I just realized I could have one array with integer index and values of fixed length string. Then a 2nd array with integer index and integer values, and a 3rd one with integer index and integer values.
If you're not familiar with this HHVM caching technique please do not waste mutual time suggesting a database, redis, APC, unserialize, etc. The fastest is for HHVM to just keep my various $data variables in RAM. Even unserializing $data from a ramdisk file is slow, because then the entire data structure must be parsed as a string and converted into a data structure in memory for every request. APC has the same problem as far as i know.

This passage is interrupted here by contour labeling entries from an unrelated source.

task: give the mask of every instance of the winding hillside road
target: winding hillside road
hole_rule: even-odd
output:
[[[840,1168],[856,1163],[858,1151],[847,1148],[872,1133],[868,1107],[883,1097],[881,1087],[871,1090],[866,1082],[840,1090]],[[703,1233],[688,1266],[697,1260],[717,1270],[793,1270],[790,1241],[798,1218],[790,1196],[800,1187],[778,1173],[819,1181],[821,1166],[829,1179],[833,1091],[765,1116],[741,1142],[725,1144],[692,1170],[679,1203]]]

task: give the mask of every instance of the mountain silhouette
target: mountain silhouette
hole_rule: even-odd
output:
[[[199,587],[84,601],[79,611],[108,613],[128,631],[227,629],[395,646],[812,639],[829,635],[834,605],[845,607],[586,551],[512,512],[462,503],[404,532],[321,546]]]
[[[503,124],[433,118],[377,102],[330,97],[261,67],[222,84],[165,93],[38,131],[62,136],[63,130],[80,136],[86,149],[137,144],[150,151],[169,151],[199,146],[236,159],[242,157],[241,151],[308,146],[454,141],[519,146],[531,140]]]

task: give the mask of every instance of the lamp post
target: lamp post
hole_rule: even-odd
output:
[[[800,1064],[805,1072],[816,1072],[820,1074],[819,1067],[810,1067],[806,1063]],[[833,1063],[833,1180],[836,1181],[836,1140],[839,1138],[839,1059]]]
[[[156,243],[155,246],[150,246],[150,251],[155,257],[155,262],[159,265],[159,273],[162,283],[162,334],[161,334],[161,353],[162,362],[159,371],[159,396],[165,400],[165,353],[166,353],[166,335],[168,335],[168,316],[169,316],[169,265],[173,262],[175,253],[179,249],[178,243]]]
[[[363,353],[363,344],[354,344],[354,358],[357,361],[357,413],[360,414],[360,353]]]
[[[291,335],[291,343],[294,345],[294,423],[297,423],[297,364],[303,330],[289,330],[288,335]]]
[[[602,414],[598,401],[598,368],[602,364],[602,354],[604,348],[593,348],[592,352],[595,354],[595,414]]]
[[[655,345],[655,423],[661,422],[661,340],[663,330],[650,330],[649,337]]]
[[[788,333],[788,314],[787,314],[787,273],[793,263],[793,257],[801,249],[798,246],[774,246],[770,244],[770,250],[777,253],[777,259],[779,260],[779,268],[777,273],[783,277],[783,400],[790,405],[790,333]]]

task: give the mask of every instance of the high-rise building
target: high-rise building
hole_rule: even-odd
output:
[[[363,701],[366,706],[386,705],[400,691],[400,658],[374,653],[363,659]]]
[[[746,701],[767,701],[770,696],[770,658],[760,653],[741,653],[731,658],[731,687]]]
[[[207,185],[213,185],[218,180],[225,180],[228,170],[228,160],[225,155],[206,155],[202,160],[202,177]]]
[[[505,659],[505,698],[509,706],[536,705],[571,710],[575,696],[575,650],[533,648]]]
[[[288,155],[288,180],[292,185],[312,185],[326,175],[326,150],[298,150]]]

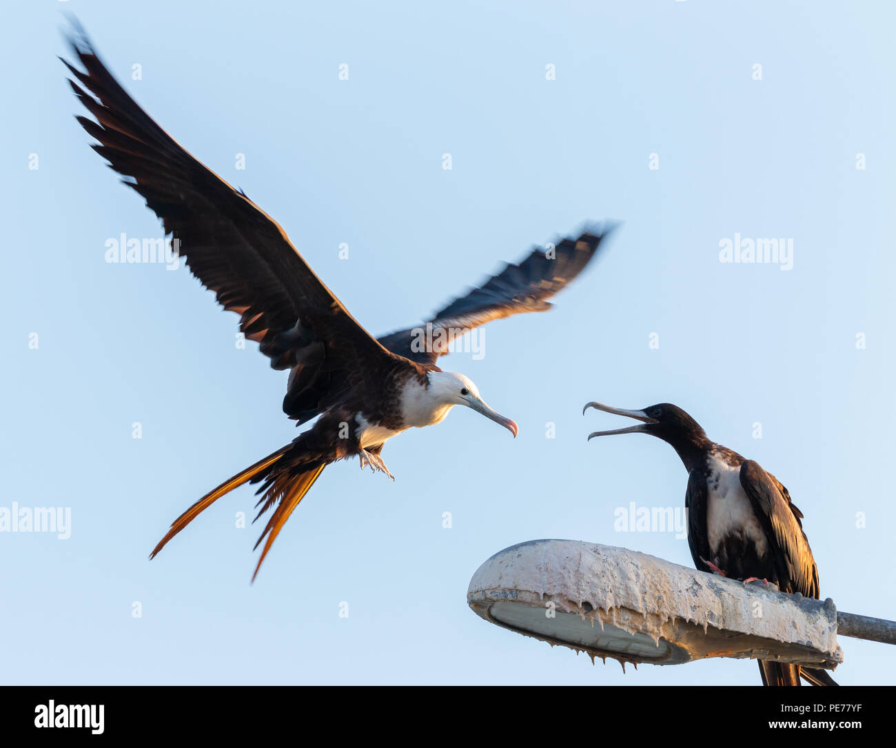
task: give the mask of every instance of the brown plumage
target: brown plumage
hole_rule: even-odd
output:
[[[259,344],[271,365],[289,370],[286,415],[298,425],[318,418],[290,444],[193,504],[151,558],[222,495],[247,482],[261,484],[255,520],[269,510],[273,513],[256,543],[265,540],[257,574],[283,524],[331,462],[357,455],[362,467],[388,474],[380,457],[385,440],[411,426],[437,423],[458,404],[516,434],[516,424],[486,406],[472,383],[435,365],[447,350],[413,349],[413,329],[373,338],[270,216],[191,156],[137,105],[77,25],[70,41],[83,71],[63,63],[74,78],[69,81],[72,90],[94,118],[77,116],[98,141],[91,148],[145,199],[179,244],[193,274],[226,310],[239,315],[239,329]],[[564,240],[556,261],[545,262],[544,252],[533,251],[519,266],[508,266],[486,287],[446,307],[451,319],[436,315],[436,324],[451,322],[454,335],[459,328],[467,331],[491,319],[548,308],[546,299],[588,264],[605,234],[586,232],[578,240]],[[438,388],[432,386],[436,374]],[[455,383],[457,391],[448,392]],[[409,392],[423,400],[422,406],[415,401],[411,420],[403,404]]]

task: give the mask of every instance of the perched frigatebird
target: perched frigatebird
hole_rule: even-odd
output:
[[[261,483],[257,520],[276,507],[253,580],[283,523],[331,462],[358,455],[390,477],[381,457],[387,439],[442,421],[455,405],[481,413],[514,436],[517,425],[489,408],[476,385],[435,363],[460,336],[490,320],[543,312],[547,299],[590,262],[609,227],[534,249],[426,325],[373,338],[317,278],[272,219],[187,153],[109,73],[82,30],[69,40],[84,67],[63,63],[69,82],[96,121],[77,120],[91,146],[146,200],[165,233],[218,302],[240,315],[239,328],[275,369],[289,370],[283,410],[301,425],[291,443],[225,481],[175,520],[151,558],[215,500]]]
[[[710,440],[694,418],[668,402],[643,410],[590,402],[589,408],[627,416],[637,426],[595,431],[650,434],[672,445],[689,476],[687,544],[698,569],[745,583],[773,581],[782,592],[799,592],[818,599],[818,568],[803,532],[803,512],[790,494],[759,463]],[[763,685],[799,685],[802,675],[814,685],[837,685],[824,671],[771,660],[759,661]]]

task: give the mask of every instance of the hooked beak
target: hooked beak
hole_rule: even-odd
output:
[[[472,408],[477,413],[481,413],[487,418],[491,418],[495,423],[501,424],[504,428],[506,428],[511,434],[513,434],[513,438],[516,438],[516,434],[520,433],[520,427],[516,425],[516,421],[512,421],[510,418],[505,418],[496,410],[493,410],[485,402],[483,402],[479,398],[470,397],[465,399],[467,406]]]
[[[627,410],[625,408],[613,408],[609,405],[604,405],[600,402],[590,402],[583,408],[582,408],[582,415],[585,415],[585,411],[589,408],[593,408],[596,410],[603,410],[605,413],[614,413],[616,416],[627,416],[630,418],[634,418],[637,421],[642,421],[642,423],[639,426],[630,426],[626,428],[615,428],[612,431],[595,431],[588,434],[588,440],[590,441],[594,436],[608,436],[611,434],[637,434],[639,432],[647,431],[647,424],[658,423],[654,418],[650,417],[643,410]]]

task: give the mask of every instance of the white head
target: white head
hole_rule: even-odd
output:
[[[427,400],[438,407],[439,421],[451,408],[463,405],[491,418],[516,436],[519,432],[516,423],[489,408],[480,397],[478,388],[468,377],[455,372],[430,372],[428,376]]]

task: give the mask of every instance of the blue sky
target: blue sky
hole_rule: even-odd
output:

I dont want to even have to copy $data. The lookup tables are immutable, read only. They must just stay fully structured in RAM. My current caching solution (at the top of this question) has already given me huge gains, but as per my 3 questions I think there may be more gains to be had?
Incase you're wondering, I have measured the latency of various data loading or caching methods.
Now I basically want to keep the caching situation I have, but give the HHVM JIT maximum confidence about how to type my data, so it can save time not running type or even bound (array size) checks.
Edit
Ok so nobody has been able to give me any code examples yet, so I'm just trying stuff out.
Here's what I've found out so far.
const arrays don't work yet in HHVM. const foo = ['uuid1',43,43];
throws an error about HHVM only supporting constants with scalar values.
Vector with Array values: I don't know how it will perform yet... I expect it will be better than a normal array. This is valid HH code.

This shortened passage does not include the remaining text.